Legare i salari agli obiettivi. Precisazione dopo precisazione, il ministro del lavoro Giuliano Poletti ha chiarito l’obiettivo di una dichiarazione resa venerdì scorso a un convegno alla Luiss. «Dovremo immaginare un contratto di lavoro che non abbia come unico riferimento l’ora di lavoro ma la misura dell’apporto dell’opera» ha detto.«Non ho mai pensato di abolire l’orario di lavoro» ha specificato. In seguito ha spiegato che si riferiva al «lavoro agile» nelle aziende e al lavoro dipendente. Norme che dovrebbero confluire nel disegno di legge sullo «smart working» collegato alla legge di stabilità.

Vincenzo Bavaro, università di Bari
Vincenzo Bavaro, università di Bari

A Vincenzo Bavaro, docente di diritto del lavoro all’università di Bari, autore del libro Il tempo nel contratto di lavoro subordinato (Cacucci), chiediamo un parere sulle reali intenzioni del governo: «All’inizio ho preso le dichiarazioni di Poletti con una moderata sorpresa – afferma – In sé potevano essere condivisibili, a condizione di contestualizzarle. Se la prospettiva è sostituire la dimensione cronologica del tempo di lavoro, allora non è possibile farlo. Ancora oggi il tempo è pervicacemente agganciato all’orologio. Se, come ha ipotizzato, Poletti intende dire che la produzione del valore si determina in base alla produttività e non in base all’orologio, allora i sindacati hanno ragione a dolersene».

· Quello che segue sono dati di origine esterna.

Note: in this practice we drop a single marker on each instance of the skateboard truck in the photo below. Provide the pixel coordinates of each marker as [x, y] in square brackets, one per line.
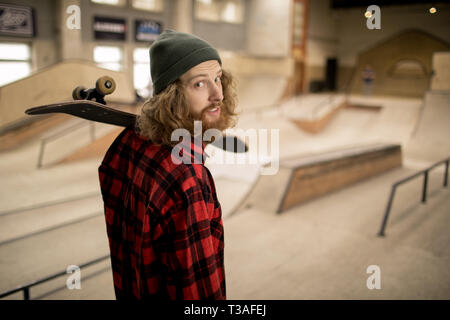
[103, 86]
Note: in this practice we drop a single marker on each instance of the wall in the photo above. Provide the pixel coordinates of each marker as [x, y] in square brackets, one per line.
[343, 33]
[222, 35]
[44, 51]
[269, 28]
[322, 41]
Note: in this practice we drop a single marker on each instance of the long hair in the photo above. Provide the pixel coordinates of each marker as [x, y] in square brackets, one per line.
[168, 110]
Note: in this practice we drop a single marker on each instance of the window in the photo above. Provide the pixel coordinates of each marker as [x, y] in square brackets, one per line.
[119, 3]
[408, 69]
[149, 5]
[15, 62]
[108, 57]
[231, 11]
[141, 72]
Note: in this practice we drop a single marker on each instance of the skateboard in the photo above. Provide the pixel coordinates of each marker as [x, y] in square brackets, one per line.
[85, 107]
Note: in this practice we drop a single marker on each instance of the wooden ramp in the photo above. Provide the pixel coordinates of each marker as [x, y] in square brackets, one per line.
[304, 178]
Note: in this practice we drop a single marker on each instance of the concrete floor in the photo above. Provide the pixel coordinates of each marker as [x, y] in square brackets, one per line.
[319, 250]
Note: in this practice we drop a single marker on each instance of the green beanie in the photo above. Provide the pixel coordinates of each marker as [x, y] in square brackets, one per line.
[174, 53]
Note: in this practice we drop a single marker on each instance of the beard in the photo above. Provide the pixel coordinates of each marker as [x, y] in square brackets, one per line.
[221, 123]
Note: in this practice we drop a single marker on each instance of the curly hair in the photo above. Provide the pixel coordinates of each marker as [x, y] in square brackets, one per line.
[168, 110]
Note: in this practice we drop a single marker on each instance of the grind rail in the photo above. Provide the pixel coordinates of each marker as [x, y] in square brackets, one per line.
[423, 172]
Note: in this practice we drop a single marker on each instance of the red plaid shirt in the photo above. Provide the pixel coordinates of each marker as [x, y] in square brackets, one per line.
[163, 220]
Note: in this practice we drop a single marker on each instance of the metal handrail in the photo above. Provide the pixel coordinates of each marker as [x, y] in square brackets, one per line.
[424, 189]
[26, 288]
[62, 133]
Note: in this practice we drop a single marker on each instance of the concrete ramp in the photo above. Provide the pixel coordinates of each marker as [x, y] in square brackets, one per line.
[309, 177]
[431, 139]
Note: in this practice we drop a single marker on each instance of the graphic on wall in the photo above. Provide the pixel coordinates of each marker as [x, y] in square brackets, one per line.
[147, 30]
[16, 20]
[109, 28]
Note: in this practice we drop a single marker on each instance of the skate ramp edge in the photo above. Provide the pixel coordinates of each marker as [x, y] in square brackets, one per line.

Quale dovrebbe essere, a suo avviso, la giusta prospettiva?
Pagare il tempo che produce valore. Remunerare il tempo per le trasferte, ad esempio, come previsto da molti contratti collettivi. Pagare il tempo di studio impiegato dai lavoratori della conoscenza, delle tecnologie, nell’informativa, nei servizi. Questo è tempo lavorato, ma non calcolato con l’orologio. Su questi problemi il nostro sistema è ancora molto fordista.

Insieme al discorso sui salari più legati agli obiettivi, Poletti ha rilanciato l’idea della partecipazione dei lavoratori alle imprese. Che ne pensa?

Il fatto che si parli, nello stesso discorso, di nuove forme di remunerazione di lavoro e forme di partecipazione vuol dire che si sta pensando di determinare il salario a forme di raggiungimento di obiettivi di produttività. Ma poi, mi chiedo, si sta parlando di partecipazione azionaria agli utili? Oppure di partecipazione al governo delle imprese? Sono discorsi diversi.

Quali sono le differenze?
Nel primo caso la partecipazione è a valle, su risultati eterodeterminati sui quali il lavoro non può intervenire. Nel secondo caso si partecipa all’organizzazione del lavoro e alle scelte aziendali, un modello in linea con l’articolo 46 della costituzione. Sono modelli profondamente diversi dal punto di vista della filosofia politica: il primo riguarda la determinazione del salario, il secondo riguarda la democrazia.

A quale modello pensa Poletti?
Al primo. Fa il paio con la forte spinta a legare il salario alla produttività.

Questo significa indebolire i contratti nazionali del lavoro dipendente?
Se la produttività si determina in azienda lo deve essere anche il salario. In questo caso il contratto nazionale non scompare, ma riduce la sua funzione perequativa.

Venerdì Poletti sembrava alludere alla distinzione tra opera e lavoro di Hannah Arendt con l’allusione a una maggiore libertà nel rapporto di lavoro…
È un’interpretazione sofisticata, ma possibile. In Arendt l’opera afferma i principi di libertà e autonomia. Ma questo è possibile se si smonta il modello gerarchico tipico dell’impresa capitalistica. Se non lo si fa è evidente che si riduce tutto, ancora una volta, a un escamotage per smontare il rapporto tra salario e lavoro.

Qual è il suo consiglio?
Creare una legge sulla rappresentanza sindacale e sulla contrattazione collettiva nazionale. Reinsediare i sindacati nei luoghi di lavoro e frenare l’eclissi del contratto collettivo nazionale di lavoro. La legge non può imporre la sindacalizzazione, ma può sostenere i processi o contrastarli.